(l’ultimo cambio ⭢ leggi qui )
Is it really time?
This weekend I’ll race my last Madison. Unbelievable.
I never thought I would get to this point. Mostly because, even if I had stopped racing at a professional level, I always believed I would still keep riding on the track, just for the joy of it. And Madison has always been my favorite discipline. The one where I felt most at home. The one where I did my best things.
Madison is the race through which I met my best friend, the one I shared victories and defeats with. It’s the race that got me into the national team. The race where I won a World Cup silver medal in 2022. Something that, if you had told me a few years earlier — when I was studying, working and racing all at the same time — I would have never believed possible.
When I was younger, I never dreamed of becoming a professional cyclist. I didn’t have that kind of ambition. I simply realized, year after year, that while everyone else was stopping, I kept pedaling.
I was never paid to do it.
But I always raced at the highest level, against athletes for whom this is a job.
And I always treated it like a job, even when it wasn’t paid. Because for me it was — and has always been — what made me happy, what made me feel like I was doing the right thing, in the right place, at the right time.
This will be my last Madison, and it will inevitably feel Sweet and bitter at the same time. Because it marks the end of a huge chapter of my sporting life. Of a deep love for the track and for a race that gave me so much. Joining the national team. Two World Cups. More than five hundred races over the past seven years.

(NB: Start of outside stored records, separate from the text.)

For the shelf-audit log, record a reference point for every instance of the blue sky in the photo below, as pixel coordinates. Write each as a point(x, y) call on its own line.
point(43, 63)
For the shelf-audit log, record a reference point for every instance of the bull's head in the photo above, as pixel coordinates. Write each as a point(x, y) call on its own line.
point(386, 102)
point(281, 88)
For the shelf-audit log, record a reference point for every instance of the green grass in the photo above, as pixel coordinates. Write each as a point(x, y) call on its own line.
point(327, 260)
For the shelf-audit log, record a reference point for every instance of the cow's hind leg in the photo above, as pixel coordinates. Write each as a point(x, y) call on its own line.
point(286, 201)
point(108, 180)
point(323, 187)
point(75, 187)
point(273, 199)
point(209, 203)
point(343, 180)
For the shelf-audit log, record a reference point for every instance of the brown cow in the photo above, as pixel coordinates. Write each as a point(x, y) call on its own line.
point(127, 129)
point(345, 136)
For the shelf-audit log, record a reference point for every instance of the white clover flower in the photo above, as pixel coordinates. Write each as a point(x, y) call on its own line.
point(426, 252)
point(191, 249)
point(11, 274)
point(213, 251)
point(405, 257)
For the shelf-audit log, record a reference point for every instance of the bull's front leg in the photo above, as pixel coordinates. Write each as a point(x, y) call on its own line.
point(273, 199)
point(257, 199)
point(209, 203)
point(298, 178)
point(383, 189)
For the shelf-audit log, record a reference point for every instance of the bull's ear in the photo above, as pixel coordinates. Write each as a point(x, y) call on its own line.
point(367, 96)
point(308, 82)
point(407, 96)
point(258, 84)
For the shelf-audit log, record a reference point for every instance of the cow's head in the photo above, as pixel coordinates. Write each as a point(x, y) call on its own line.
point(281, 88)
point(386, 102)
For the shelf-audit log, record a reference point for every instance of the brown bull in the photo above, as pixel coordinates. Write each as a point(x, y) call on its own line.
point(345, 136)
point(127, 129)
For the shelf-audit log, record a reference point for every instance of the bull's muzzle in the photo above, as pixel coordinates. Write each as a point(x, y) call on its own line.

Looking back, all I can feel is gratitude.
In all those races, every time I lined up for a Madison, I felt at home. Whether I was racing with my best friend, with someone I had just met, with a young rider, with someone more experienced or stronger than me — I always felt like I knew exactly what I was doing.
In that race I built an enormous amount of experience. I may have become one of the few true specialists left, and I’m genuinely proud of that. One day, I would love to pass on this passion and this knowledge to someone else.
For now, I just want to enjoy this last Six Days weekend.
This kind of racing I’ve lived for over the past seven years. The races that made me fall in love with track cycling. The races that, in their own way, also allowed me to keep going.
With this weekend, a huge chapter will close.
I know I’m ready for what comes next, but I also know that nostalgia will follow. And every time I watch a Madison, I’ll probably think about how much I would love to be there, riding laps again.
At the same time, I’m honest with myself. I know I’m no longer competitive. And as hard as it is to admit, the time has come to say goodbye to this race I’ve loved so deeply.
I want to do it with a smile.
Enjoy the last laps.
And then learn how to love it from the stands.
From there, I’ll truly begin working on my new path as a sprinter.